• We are a multilingual website again. Read the notice about this.
  • Understand AI use at MyPTSD: all AI use is explained in our AI help page. AI use is by choice here. It exists if you want it, but does nothing unless you choose to use it.

General What Can I Expect Now?

Status
Not open for further replies.

70Times7

New Here
My wife and I have been married for 37 years. Maybe 10 years after we married, I learned that she had been sexually abused by her grandfather and great uncle as a child. About the same time, I craved the affection that my wife was not able to share even though she was usually loving and kind. I had a brief affair, then learned what the marriage commitment is, confessed the affair and she forgave me.

About 18 months ago, we became empty nesters and my wife seems stuck on not being able to get over the affair. She has become less and less functional in daily activities. She is getting lost in familiar places and having panic attacks. She got incresingly irritable and starting threatening divroce at the drop of a hat.

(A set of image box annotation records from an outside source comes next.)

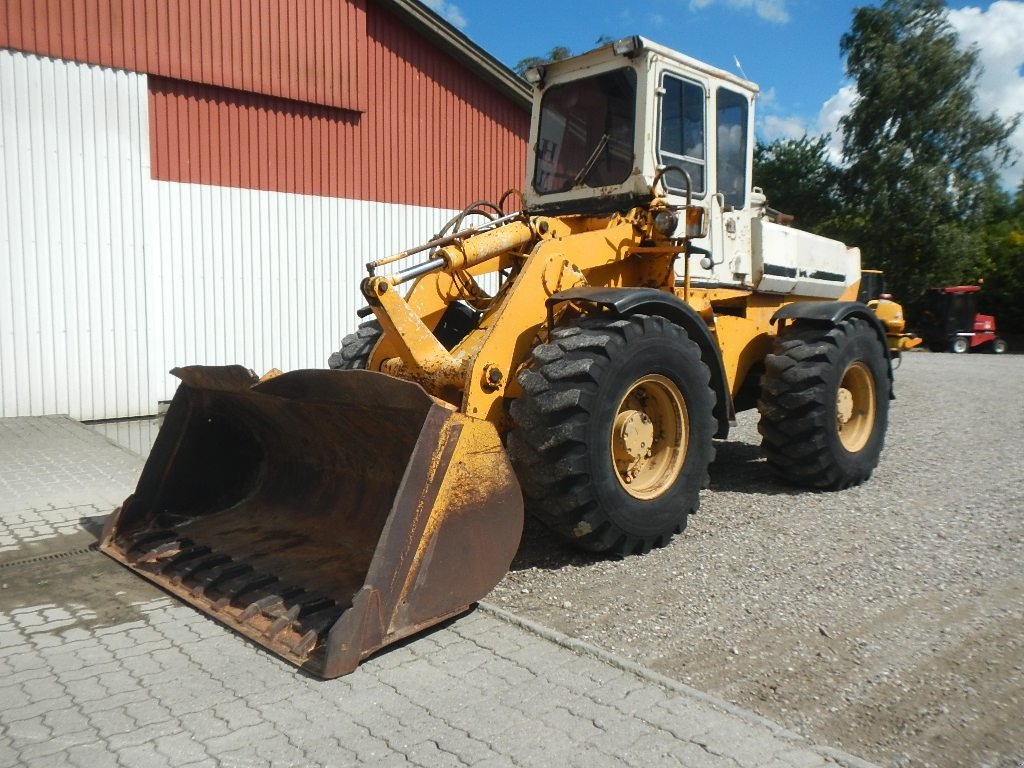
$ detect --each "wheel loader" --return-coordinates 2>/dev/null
[101,37,892,678]
[857,269,925,367]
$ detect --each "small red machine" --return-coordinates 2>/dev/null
[919,286,1007,354]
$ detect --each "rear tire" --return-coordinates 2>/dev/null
[758,317,891,490]
[507,315,716,556]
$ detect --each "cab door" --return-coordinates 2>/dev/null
[711,86,752,283]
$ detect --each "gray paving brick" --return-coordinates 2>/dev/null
[68,741,118,768]
[0,419,880,768]
[118,742,171,768]
[154,731,210,766]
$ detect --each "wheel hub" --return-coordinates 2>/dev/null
[836,387,853,426]
[611,374,689,499]
[615,411,654,462]
[836,360,878,454]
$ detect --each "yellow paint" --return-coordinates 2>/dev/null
[367,207,872,430]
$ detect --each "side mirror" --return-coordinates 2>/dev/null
[686,206,708,240]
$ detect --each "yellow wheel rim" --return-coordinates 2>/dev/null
[836,360,878,454]
[611,374,689,499]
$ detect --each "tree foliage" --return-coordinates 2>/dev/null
[840,0,1014,303]
[754,135,840,233]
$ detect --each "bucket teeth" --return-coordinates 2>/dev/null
[214,572,278,608]
[266,605,299,640]
[191,563,253,597]
[125,530,177,552]
[172,554,231,584]
[139,539,191,563]
[240,595,285,622]
[158,544,212,571]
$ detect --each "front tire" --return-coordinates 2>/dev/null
[507,315,716,556]
[758,317,891,490]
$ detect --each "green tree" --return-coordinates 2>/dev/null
[841,0,1014,303]
[754,135,840,234]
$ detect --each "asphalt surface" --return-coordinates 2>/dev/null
[0,417,880,768]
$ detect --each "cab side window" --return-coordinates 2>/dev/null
[716,88,750,209]
[657,73,707,196]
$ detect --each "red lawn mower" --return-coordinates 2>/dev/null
[918,286,1007,354]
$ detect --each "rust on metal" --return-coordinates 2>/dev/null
[100,366,522,677]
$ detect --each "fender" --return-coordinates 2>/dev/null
[547,287,736,439]
[771,301,896,400]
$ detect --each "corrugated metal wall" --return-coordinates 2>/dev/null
[0,50,464,420]
[0,50,153,418]
[0,0,367,110]
[0,0,528,420]
[151,6,529,208]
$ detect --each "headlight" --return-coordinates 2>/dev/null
[654,211,679,238]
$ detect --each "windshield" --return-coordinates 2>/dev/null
[534,68,637,195]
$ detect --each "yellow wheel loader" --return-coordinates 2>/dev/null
[102,37,892,677]
[857,269,925,367]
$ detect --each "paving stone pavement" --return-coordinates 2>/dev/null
[0,417,880,768]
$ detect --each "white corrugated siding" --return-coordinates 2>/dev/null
[0,50,460,420]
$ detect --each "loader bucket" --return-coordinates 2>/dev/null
[100,366,522,678]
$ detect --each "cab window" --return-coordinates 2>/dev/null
[657,73,707,196]
[716,88,750,209]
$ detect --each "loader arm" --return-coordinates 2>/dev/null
[362,209,678,426]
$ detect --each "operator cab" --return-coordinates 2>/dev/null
[523,37,860,298]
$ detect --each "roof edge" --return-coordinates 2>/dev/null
[374,0,534,111]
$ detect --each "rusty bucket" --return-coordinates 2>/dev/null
[100,366,522,678]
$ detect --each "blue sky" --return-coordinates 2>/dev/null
[425,0,1024,188]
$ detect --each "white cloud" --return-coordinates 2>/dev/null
[690,0,790,24]
[949,0,1024,188]
[423,0,469,30]
[817,85,857,164]
[774,0,1024,189]
[761,115,807,141]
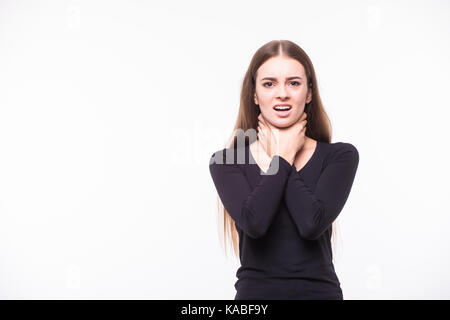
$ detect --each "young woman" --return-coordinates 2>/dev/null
[209,40,359,300]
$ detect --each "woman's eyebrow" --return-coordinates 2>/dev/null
[261,76,302,81]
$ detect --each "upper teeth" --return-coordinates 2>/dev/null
[275,106,291,110]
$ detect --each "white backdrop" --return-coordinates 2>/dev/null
[0,0,450,299]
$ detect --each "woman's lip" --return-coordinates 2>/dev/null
[273,108,292,118]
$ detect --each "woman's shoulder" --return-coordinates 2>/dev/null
[209,145,249,166]
[320,141,359,163]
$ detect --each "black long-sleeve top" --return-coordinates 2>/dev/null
[209,141,359,300]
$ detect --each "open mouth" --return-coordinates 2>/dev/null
[273,106,292,118]
[273,106,292,112]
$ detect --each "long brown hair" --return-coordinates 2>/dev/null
[217,40,337,258]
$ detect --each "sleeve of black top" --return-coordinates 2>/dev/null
[284,143,359,240]
[209,151,292,239]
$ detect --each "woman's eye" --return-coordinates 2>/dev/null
[263,81,300,87]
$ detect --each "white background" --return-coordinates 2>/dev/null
[0,0,450,299]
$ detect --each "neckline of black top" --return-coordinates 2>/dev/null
[246,140,321,174]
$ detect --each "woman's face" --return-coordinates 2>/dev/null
[254,56,311,128]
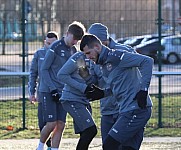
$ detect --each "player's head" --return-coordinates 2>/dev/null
[88,23,109,46]
[80,34,102,63]
[44,31,59,48]
[65,21,86,47]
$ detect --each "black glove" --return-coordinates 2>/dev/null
[78,66,89,78]
[134,90,148,109]
[86,84,104,101]
[84,85,94,94]
[51,90,60,102]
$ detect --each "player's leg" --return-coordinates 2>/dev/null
[62,101,97,150]
[38,101,51,148]
[103,109,151,149]
[101,114,118,143]
[37,92,57,150]
[76,125,97,150]
[52,102,67,148]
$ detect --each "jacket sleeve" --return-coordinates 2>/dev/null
[119,53,154,90]
[28,52,38,95]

She was diagnosed with PTSD about 6 months and now bipolar disorder in the past month. In mid-December, she started therapy for the childhood trauma. She became so agitated in the days following the start of the therapy that she stopped sleeping and taking her anti-depressants. The psychotic meltdown came Christmas eve when she annouced that she was moving out of the house the day after Christmas to get in a peaceful environment. She said just being around me was causing her stress. She stated she would work with the therapist to try and save the marriage, but could not see how that was going to happen.

Her mental state declined to where she was not sleeping, eating or medicating and was admitted for 6 days of inpatient treatment. She has been out a week, but won't talk with me. She does allow me to text her.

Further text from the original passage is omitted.